[llvm] [AArch64][SVE] Lower unpredicated loads/stores as fixed LDR/STR with -msve-vector-bits=128. (PR #127500)

Ricardo Jesus via llvm-commits llvm-commits at lists.llvm.org
Wed Feb 19 05:12:13 PST 2025


rj-jesus wrote:

Hi @paulwalker-arm, thanks very much for your feedback, I'll address the code changes but first I thought I could reply to your main comments.

> I have the following thoughts/questions:
> 
>     * Where do the scalable vector operations come from?
>       * Is this scalable vector ACLE code that wants to benefit from knowing the exact vector length?

Yes, it's scalable ACLE code compiled with `-msve-vector-bits=128` (see example below).

>     * If the predicate is the main concern, does emitting the SVE fill/spill instructions improve performance?
>       * Which could be achieved during isel.
>       * If this works then perhaps AArch64LoadStoreOpt could be taught to pair SVE spill/fill instructions when the vector length is known to be 128-bit?

I think this should work too.
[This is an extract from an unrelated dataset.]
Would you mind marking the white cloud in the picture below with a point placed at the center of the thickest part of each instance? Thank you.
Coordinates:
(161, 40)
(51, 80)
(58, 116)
I have a patch that adds patterns for emitting SVE LDR/STR instead of PTRUE LD1/ST1. I can put it up for review if you'd like to try going this route instead. What do you think?

>     * If this is only the start of taking advantage of knowing the exact vector length then would it be better to have these transformations as a dedicated IR pass?  Then the other optimisers can improve things further and the code generator should just work.

Whilst having a dedicated pass could be useful, we are not aiming to pursue this "generally" for all instructions. We care about going from scalable to fixed-length vectors for loads and stores mainly to benefit from LDP/STP folds.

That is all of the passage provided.